Untuk sampai di puncak Fulan Fehan, wisatawan dapat melalui dua jalur yaitu Desa Dirun atau Desa Maudemu. Desa Dirun adalah jalur pertama atau disebut jalur lama menuju Fulan Fehan. Jalanan yang dilalui cukup baik, tidak banyak bagian berlobangnya, hanya saja untuk tiba di puncak kita harus mendaki sangat tinggi. Sering kendaraan tidak dapat naik, saking tingginya pendakian yang harus ditempuh, sehingga banyak dari antara pengunjung menyimpan mobilnya di bawah atau di Desa Dirun kemudian berjalan kaki untuk mendaki. Sementara jalur baru mengikuti Desa Maudemu, lebih mudah untuk dilalui karena jalur jalan rayanya langsung tiba di Puncak Fulan Fehan dengan trek yang cukup rata.

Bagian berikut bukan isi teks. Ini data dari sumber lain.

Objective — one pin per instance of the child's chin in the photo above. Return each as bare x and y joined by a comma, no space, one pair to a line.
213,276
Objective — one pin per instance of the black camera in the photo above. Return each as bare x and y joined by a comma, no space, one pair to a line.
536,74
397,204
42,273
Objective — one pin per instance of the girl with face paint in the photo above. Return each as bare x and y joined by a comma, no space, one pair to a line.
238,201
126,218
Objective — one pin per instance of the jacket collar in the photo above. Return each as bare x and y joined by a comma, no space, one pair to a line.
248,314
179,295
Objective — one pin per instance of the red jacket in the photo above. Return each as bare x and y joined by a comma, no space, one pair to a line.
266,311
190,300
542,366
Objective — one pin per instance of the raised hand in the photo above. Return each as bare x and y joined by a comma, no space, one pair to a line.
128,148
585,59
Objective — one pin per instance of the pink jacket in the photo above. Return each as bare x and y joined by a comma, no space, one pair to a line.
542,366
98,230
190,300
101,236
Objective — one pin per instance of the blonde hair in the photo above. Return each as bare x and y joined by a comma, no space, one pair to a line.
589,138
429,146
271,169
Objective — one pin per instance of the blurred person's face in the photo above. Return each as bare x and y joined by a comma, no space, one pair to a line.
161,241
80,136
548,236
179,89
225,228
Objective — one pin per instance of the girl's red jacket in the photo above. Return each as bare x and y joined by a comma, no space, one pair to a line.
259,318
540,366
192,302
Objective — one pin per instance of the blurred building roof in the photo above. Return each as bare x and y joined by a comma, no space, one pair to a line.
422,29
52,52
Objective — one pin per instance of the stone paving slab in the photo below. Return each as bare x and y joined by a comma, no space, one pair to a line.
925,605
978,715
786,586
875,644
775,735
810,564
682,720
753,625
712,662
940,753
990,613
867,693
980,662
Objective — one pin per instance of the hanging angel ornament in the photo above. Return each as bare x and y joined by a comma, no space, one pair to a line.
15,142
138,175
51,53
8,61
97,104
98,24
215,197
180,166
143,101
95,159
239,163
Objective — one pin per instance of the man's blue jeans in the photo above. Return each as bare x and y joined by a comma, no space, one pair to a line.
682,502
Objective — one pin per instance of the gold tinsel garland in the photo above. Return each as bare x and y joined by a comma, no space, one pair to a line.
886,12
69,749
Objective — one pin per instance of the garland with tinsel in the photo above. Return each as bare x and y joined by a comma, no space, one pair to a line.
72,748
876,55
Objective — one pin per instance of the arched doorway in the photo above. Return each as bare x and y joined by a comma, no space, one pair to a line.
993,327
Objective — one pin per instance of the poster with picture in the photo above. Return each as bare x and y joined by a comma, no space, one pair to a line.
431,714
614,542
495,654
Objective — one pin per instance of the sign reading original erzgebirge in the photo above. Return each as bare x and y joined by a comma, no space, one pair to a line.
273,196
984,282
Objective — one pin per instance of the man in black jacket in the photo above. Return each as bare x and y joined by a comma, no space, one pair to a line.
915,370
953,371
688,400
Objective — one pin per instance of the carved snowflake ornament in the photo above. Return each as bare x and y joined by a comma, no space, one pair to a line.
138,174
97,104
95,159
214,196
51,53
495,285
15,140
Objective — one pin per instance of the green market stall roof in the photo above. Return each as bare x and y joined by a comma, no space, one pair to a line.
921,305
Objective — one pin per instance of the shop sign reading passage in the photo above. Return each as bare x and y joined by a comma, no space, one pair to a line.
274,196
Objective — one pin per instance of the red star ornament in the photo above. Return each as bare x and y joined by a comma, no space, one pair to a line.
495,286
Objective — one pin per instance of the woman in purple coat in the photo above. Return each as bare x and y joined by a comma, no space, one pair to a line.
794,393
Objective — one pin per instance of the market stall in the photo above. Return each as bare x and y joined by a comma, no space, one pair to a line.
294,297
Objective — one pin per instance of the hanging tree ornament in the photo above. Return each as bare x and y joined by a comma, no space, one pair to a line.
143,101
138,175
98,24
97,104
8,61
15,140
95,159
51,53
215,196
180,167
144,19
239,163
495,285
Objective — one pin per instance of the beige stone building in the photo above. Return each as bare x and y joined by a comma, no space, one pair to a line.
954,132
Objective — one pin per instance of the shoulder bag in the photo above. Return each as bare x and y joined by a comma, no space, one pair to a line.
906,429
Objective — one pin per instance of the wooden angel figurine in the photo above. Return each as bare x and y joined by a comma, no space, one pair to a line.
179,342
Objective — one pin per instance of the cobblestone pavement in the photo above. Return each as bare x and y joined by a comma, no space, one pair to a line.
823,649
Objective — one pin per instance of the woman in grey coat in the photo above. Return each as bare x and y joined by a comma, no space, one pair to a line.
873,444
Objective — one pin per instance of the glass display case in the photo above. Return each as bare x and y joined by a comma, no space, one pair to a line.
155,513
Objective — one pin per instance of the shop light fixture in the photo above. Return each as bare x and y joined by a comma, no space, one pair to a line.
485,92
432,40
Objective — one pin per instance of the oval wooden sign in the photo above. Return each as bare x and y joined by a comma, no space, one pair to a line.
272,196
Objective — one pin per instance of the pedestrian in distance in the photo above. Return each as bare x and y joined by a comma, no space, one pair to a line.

Selain itu jalanan berkelok-kelok menuju puncak Fulan Fehan dikelilingi oleh pohon-pohon yang besar dan menjulang tinggi. Pohon-pohon ini diperkirakan sudah tumbuh ratusan tahun, seperti pohon jati kayu putih dengan bentuk cabang-cabangnya yang menarik dan sangat banyak jumlahnya. Kemudian terdapat juga pohon pinus yang tumbuh berjajar rapi dengan alami begitu saja. Sunggu kebesaran Sang pencipta alam semesta.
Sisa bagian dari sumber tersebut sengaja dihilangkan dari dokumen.